This Day in Legal History: Los Angeles Riots
On April 29, 1992, the Los Angeles riots erupted following the acquittal of four LAPD officers charged with excessive force in the beating of Rodney King, an African American motorist. The brutal 1991 beating had been captured on video and widely broadcast, leading to public outrage. However, when a largely white jury in suburban Simi Valley found the officers not guilty of assault and use of excessive force, it sparked immediate and widespread unrest. Over six days, riots, looting, arson, and violence resulted in more than 60 deaths, thousands of injuries, and nearly $1 billion in property damage. The events prompted a national conversation about police accountability, racial injustice, and the legal standards for the use of force.
Legally, the case led to significant developments: the U.S. Department of Justice later brought federal civil rights charges against the officers, resulting in two convictions. The riots also accelerated efforts to reform policing practices, sparked lawsuits, and influenced federal legislation concerning police oversight. The King case remains one of the most prominent examples in American legal history where video evidence, jury perception, and civil rights law collided in dramatic fashion.
On Monday, U.S. law firm Jenner & Block is asking a federal judge to permanently block an executive order issued by President Donald Trump that penalizes the firm for its past employment of Andrew Weissmann, a prosecutor involved in the Russia investigation. Trump's order, issued on March 25, aims to restrict Jenner’s access to federal facilities and terminate government contracts held by its clients. Jenner argues the order violates the First Amendment’s protection of free speech and the Fifth Amendment’s guarantee of due process. The case will be heard by U.S. District Judge John Bates, a Republican appointee, in Washington. Three other firms — Perkins Coie, WilmerHale, and Susman Godfrey — have also sued to block similar executive orders. So far, judges have temporarily halted major parts of Trump’s orders in these cases. The broader context involves Trump's pressure campaign against law firms he views as politically opposed. Meanwhile, other major firms have pledged significant pro bono support to White House causes to avoid being targeted. Jenner is also suing the administration over its actions concerning transgender rights and agency funding freezes.

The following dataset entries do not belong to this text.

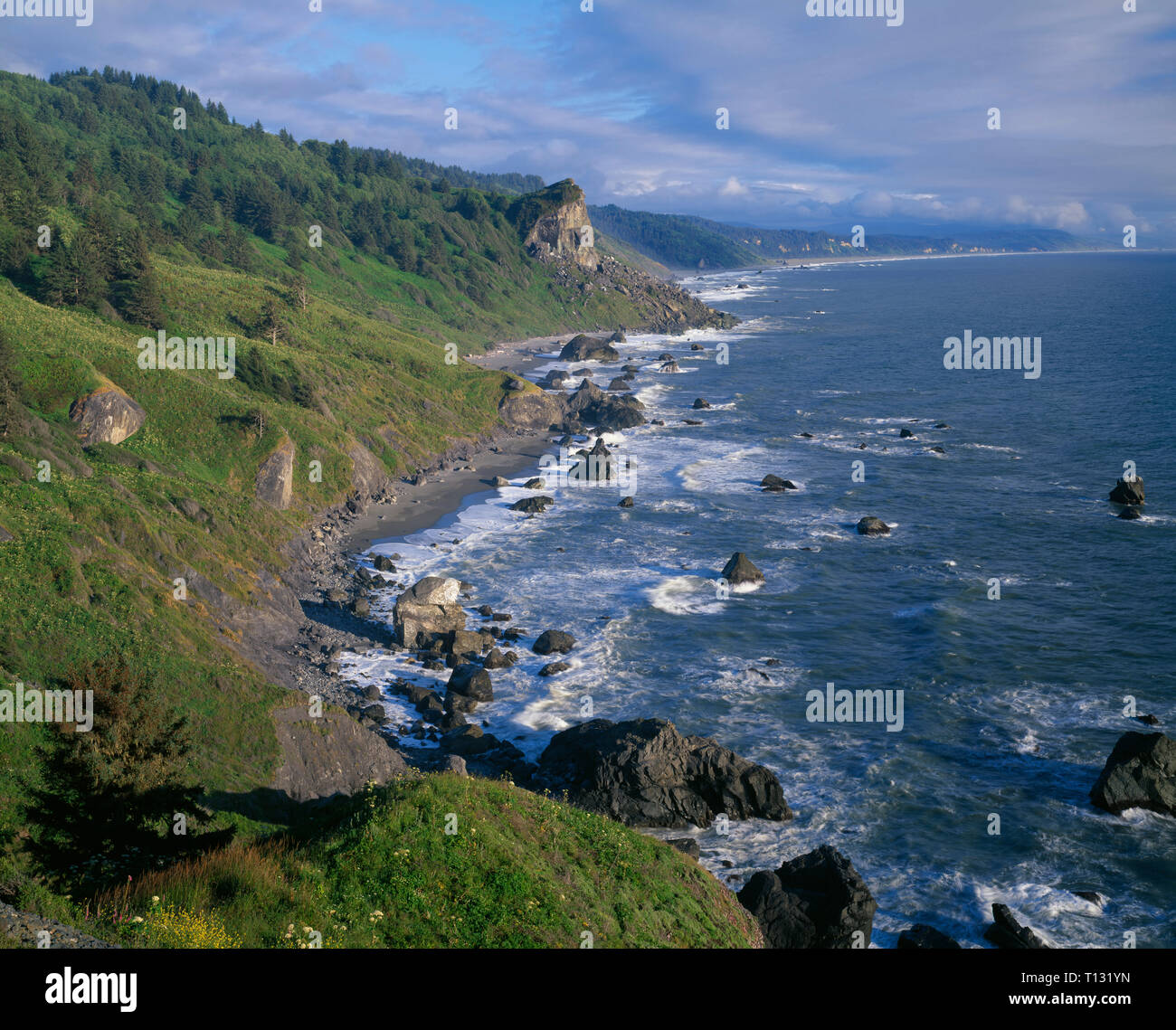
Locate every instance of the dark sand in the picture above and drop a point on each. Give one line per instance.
(446, 493)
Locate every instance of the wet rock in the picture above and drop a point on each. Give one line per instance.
(427, 609)
(588, 348)
(815, 901)
(740, 571)
(1007, 932)
(470, 681)
(1128, 492)
(646, 772)
(775, 485)
(554, 641)
(925, 937)
(533, 506)
(869, 525)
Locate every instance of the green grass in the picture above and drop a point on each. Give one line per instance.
(522, 870)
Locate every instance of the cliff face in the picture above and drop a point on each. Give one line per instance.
(564, 233)
(557, 232)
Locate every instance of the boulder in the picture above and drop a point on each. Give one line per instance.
(740, 571)
(588, 348)
(1140, 772)
(360, 608)
(925, 937)
(470, 681)
(589, 404)
(815, 901)
(274, 484)
(463, 642)
(645, 772)
(1007, 932)
(427, 610)
(775, 485)
(453, 763)
(469, 740)
(554, 668)
(554, 641)
(497, 660)
(1128, 492)
(107, 415)
(869, 525)
(533, 506)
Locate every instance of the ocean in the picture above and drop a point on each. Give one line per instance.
(1011, 704)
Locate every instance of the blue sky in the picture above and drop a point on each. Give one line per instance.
(833, 120)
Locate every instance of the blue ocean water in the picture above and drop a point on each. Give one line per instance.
(1011, 705)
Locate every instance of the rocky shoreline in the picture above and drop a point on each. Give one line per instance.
(642, 772)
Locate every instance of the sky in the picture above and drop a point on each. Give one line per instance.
(833, 121)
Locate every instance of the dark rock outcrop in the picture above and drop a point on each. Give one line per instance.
(594, 407)
(925, 937)
(588, 348)
(427, 610)
(329, 755)
(815, 901)
(1007, 932)
(470, 681)
(533, 506)
(775, 485)
(645, 772)
(869, 525)
(1140, 772)
(1128, 492)
(740, 571)
(554, 642)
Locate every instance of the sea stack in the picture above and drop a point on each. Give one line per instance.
(740, 571)
(1128, 492)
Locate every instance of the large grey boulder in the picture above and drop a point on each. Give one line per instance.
(426, 610)
(643, 772)
(107, 415)
(274, 482)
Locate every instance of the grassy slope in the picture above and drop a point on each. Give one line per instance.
(520, 872)
(97, 545)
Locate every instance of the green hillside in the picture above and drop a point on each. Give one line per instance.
(116, 222)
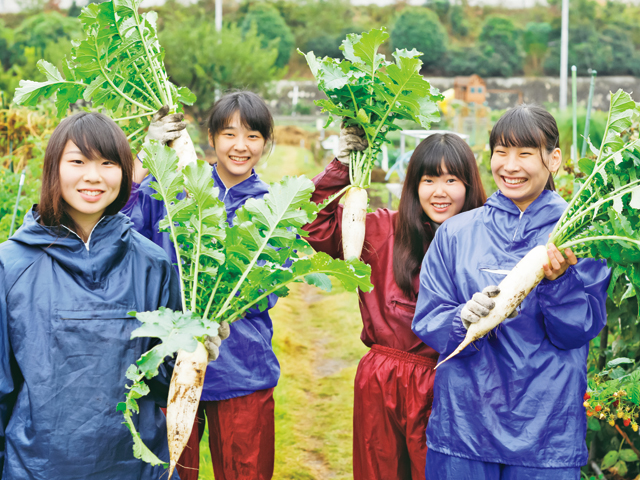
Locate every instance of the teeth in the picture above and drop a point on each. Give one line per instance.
(514, 181)
(91, 193)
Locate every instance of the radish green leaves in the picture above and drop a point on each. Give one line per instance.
(371, 92)
(117, 67)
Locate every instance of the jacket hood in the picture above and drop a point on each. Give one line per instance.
(92, 262)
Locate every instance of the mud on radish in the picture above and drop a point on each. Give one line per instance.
(225, 272)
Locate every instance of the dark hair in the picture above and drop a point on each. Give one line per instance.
(527, 126)
(254, 114)
(97, 136)
(413, 232)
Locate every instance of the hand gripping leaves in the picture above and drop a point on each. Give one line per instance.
(225, 271)
(117, 67)
(602, 221)
(367, 90)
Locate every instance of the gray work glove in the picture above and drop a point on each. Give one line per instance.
(212, 344)
(166, 128)
(481, 305)
(351, 138)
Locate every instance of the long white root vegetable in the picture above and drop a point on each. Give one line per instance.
(513, 289)
(184, 397)
(353, 222)
(183, 145)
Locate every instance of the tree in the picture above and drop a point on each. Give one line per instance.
(421, 29)
(441, 7)
(501, 46)
(198, 57)
(458, 21)
(536, 42)
(270, 26)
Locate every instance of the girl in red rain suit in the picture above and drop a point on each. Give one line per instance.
(394, 381)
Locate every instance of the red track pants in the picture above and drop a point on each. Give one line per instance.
(241, 438)
(392, 403)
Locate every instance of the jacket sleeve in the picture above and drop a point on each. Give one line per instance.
(574, 305)
(437, 319)
(325, 231)
(10, 376)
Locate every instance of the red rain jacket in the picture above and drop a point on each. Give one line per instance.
(386, 313)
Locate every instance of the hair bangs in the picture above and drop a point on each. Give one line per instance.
(516, 129)
(254, 114)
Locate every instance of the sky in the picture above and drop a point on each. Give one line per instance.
(7, 6)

US law firm Jenner asks court to permanently bar Trump executive order | Reuters
President Donald Trump plans to sign an executive order requiring the Attorney General and Secretary of Homeland Security to compile a list within 30 days of cities and states that are not complying with federal immigration laws. The move escalates Trump’s ongoing battle against so-called "sanctuary" jurisdictions, which limit cooperation with federal immigration enforcement. This follows a federal judge's recent decision blocking the administration from withholding funds from these jurisdictions. Trump officials highlighted a sharp drop in illegal border crossings since he took office, though deportations have fallen compared to Biden’s administration. ICE detention centers are over capacity, leading the government to prepare facilities like Fort Bliss and to continue using Guantanamo Bay for migrant detention. Separately, controversy arose after a Wisconsin judge was arrested for allegedly helping a defendant avoid immigration authorities, an action defended by the Trump administration. Despite divided public opinion, Trump’s immigration policies maintain relatively strong approval ratings compared to his handling of other issues.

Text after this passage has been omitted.